Nationality: what changes for children of immigrants born in Portugal
The new law ends the near-automatic route for babies born here and closes the tourist-to-residence conversion for CPLP citizens. We break it down by nationality.
Much has been said about the jump to seven or ten years of residence before applying for the passport. But there is a change in the new Nationality Law that catches families off guard and reaches all the way to the crib: a baby born in Portugal to foreign parents is no longer almost automatically Portuguese.
The five years that change everything
Until now, for a child born here to access nationality it was broadly enough that one parent had lived in Portugal for one year, largely regardless of legal status. Under Organic Law No. 1/2026, in force since 19 May, at the time of birth at least one parent must now have five years of legal residence in the country. An express declaration is also required, and regular attendance of compulsory schooling may be demanded.
There is a technical detail that makes all the difference: residence time is counted from the date the permit was issued, not the date of application. For anyone who waited months for a card, those months do not count.
Same ceiling, different speeds
And by the parents’ nationality? The five-year threshold for children born here is the same for everyone. What changes is how quickly each family gets there. A couple from a Portuguese-speaking CPLP country or from the European Union sits in the seven-year regime for their own naturalisation; a couple from outside the EU, in the ten-year one. EU citizens, remember, document their residence differently, through EU registration, but the five-years-of-legal-residence test for the child applies all the same.
CPLP: no more turning tourism into residence
The other change that catches many people is specific to Portuguese-speaking countries.

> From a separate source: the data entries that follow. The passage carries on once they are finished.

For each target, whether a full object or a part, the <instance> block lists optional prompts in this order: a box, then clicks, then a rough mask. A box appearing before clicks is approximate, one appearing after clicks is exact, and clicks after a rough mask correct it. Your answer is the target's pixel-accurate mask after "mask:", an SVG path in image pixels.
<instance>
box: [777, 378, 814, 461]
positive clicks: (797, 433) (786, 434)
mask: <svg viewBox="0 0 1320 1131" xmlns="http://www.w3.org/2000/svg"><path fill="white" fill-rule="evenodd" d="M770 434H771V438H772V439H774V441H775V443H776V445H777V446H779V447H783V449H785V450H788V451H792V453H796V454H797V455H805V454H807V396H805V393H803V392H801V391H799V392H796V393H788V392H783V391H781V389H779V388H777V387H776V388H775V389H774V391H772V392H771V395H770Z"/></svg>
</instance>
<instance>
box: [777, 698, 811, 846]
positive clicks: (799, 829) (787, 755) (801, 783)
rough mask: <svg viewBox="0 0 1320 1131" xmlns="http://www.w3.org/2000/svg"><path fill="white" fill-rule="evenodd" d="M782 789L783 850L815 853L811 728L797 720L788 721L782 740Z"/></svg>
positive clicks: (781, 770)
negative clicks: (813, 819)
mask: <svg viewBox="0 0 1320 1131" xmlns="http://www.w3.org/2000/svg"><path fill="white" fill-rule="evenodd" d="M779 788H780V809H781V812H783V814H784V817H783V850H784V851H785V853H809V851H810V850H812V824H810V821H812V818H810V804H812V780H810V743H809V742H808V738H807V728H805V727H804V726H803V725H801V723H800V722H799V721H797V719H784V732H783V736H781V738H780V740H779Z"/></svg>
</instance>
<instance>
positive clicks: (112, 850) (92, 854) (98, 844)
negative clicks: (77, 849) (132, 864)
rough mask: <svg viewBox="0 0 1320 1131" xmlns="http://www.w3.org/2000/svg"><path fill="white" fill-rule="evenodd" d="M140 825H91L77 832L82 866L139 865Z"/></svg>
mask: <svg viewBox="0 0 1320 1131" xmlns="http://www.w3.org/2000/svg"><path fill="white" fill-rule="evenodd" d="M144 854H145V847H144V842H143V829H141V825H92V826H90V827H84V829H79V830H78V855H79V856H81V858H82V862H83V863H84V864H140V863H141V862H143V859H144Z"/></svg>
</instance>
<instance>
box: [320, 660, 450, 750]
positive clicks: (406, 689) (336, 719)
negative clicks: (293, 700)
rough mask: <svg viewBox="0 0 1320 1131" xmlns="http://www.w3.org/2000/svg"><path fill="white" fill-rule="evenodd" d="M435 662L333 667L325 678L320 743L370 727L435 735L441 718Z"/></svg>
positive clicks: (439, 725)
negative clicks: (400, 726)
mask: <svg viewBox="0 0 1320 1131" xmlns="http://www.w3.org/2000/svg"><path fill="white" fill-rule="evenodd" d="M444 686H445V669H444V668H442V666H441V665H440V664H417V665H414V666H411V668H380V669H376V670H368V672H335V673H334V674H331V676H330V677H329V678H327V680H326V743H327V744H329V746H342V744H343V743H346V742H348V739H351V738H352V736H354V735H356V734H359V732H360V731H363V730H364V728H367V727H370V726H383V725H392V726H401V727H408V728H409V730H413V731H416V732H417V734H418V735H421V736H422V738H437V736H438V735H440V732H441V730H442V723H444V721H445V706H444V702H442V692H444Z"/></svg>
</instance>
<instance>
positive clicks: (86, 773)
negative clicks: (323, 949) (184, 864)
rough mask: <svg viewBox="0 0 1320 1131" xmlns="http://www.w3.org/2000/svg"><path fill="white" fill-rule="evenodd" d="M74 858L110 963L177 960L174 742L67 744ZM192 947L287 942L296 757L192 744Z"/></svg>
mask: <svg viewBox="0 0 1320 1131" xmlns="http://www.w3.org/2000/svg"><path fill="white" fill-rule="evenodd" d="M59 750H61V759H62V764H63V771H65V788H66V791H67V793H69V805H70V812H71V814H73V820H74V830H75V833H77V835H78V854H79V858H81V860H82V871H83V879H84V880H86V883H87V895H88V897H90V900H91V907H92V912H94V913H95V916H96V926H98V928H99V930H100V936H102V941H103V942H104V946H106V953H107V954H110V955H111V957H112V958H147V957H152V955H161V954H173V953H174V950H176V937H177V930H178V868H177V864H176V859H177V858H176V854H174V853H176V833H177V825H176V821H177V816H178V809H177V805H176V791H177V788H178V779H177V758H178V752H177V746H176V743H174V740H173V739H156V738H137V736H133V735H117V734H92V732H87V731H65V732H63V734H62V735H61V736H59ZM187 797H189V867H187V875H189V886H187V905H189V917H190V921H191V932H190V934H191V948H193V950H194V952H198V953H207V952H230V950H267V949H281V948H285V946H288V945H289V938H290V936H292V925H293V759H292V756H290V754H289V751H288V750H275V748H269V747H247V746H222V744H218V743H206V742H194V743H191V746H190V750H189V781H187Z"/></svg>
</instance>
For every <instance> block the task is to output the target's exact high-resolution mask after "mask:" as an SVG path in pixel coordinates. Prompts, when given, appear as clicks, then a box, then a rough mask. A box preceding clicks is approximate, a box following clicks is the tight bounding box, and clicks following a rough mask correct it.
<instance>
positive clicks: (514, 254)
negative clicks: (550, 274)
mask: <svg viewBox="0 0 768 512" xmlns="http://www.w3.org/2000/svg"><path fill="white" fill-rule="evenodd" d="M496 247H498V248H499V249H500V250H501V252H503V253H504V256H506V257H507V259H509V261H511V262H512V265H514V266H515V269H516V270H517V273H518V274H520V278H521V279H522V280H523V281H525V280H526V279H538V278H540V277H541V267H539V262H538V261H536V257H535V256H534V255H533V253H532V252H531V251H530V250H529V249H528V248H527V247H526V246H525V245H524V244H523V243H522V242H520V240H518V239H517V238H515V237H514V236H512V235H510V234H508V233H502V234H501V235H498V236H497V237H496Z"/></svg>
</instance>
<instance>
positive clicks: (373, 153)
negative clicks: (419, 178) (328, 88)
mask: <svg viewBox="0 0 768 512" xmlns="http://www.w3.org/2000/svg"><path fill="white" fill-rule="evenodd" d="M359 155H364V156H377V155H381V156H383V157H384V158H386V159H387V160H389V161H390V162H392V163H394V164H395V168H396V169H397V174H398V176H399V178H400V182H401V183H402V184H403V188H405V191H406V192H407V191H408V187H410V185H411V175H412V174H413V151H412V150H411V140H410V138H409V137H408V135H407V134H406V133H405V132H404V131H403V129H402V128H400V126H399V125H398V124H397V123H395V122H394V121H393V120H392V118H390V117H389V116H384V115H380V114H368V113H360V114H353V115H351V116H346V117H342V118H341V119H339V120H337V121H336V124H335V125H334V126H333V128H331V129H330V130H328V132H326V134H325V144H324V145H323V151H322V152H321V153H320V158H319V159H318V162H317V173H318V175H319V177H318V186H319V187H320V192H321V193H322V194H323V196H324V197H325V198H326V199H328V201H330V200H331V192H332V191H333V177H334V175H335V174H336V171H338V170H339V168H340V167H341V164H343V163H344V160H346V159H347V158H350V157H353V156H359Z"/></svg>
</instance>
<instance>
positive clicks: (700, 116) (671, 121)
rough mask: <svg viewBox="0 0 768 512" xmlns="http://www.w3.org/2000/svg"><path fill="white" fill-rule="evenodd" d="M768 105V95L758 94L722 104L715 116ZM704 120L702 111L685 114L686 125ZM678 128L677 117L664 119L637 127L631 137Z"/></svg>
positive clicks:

Applying for residence becomes possible only for those who entered on a residence visa. The old route of arriving as a tourist and regularising later is closed — the process now has to start earlier and from the country of origin, with the right visa in hand.
There is a safety net: applications filed before 19 May 2026 are assessed under the old rules. As always, confirm your specific situation before deciding. We have already explained the new seven and ten-year periods and the family reunification rules. The official text is in Organic Law 1/2026 and service information is at AIMA.